Una nuova vita, di Bernard Malamud
“S. Levin, ubriacone pentito, dopo un lungo e faticoso viaggio transcontinentale, scese dal treno a Marathon, Cascadia, l’ultima domenica di agosto del 1950, verso sera.”
Ecco: questo è quello che io chiamo “un grande attacco”. Che cos’hanno di speciale, queste tre righe, tratte da Una nuova vita, di Bernard Malamud? Tutto. Sono un concentrato di storie da sviluppare, di promesse da mantenere. Neanche il tempo di iniziare a leggere, e la prima lettera già nasconde un irresistibile richiamo: chi è “S.”? E perché “ubriacone pentito”? Un ubriacone deve averne passate parecchie. Se è pentito, per di più, deve anche aver avuto un motivo per pentirsi. E perché questo viaggio transcontinentale? Non si può far altro che continuare a leggere.
Ma un grande attacco non basta a fare un grande romanzo. Ci vogliono personaggi affascinanti e storie da raccontare. E Malamud, in questo, era bravissimo. Niente sperimentazioni, niente contorcimenti. Ironia, si, e tanta. Così come una serie di situazioni paradossali eppure così comuni.

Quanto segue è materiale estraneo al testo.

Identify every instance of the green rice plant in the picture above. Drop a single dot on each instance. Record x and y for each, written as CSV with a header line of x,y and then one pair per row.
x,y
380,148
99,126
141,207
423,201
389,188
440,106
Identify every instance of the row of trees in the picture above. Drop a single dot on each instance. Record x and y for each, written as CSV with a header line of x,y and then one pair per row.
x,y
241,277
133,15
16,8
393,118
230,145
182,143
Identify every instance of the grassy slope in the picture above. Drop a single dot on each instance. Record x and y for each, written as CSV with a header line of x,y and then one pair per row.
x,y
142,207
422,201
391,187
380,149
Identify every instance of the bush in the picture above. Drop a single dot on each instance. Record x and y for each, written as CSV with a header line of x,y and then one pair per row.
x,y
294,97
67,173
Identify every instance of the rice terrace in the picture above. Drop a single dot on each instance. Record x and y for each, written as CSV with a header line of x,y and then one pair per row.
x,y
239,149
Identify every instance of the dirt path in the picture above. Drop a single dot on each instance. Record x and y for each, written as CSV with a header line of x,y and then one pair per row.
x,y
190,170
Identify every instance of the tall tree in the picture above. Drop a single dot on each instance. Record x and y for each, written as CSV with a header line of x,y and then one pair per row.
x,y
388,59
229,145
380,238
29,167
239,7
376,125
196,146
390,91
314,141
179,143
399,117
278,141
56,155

Una nuova vita è la storia di Seymour (vi ho già svelato uno dei misteri, purtroppo) Levin, un mezzo fallito che se ne va a vivere dall’altra parte dell’America, all’Ovest, alla ricerca di una nuova vita, appunto, come insegnante all’università (acc! Ve ne ho svelato un altro. Ma giuro che è l’ultimo). Nella sua ricerca di una vita serena, se non felice, dovrà fare i conti con un ambiente universitario bigotto e opprimente, con colleghi pronti a farsi le scarpe l’uno con l’altro, guardato ogni giorno come un alieno per il semplice fatto che viene da New York.
Il libro è del 1960 e, certo, qualche segno addosso il tempo glielo ha lasciato. Ma la narrazione è talmente scorrevole e i personaggi così ben disegnati, a volte anche con pochi tratti (come per il collega Fabrikant, che appare all’improvviso a cavallo e con un sigaro in bocca), che vale assolutamente la pena leggerlo.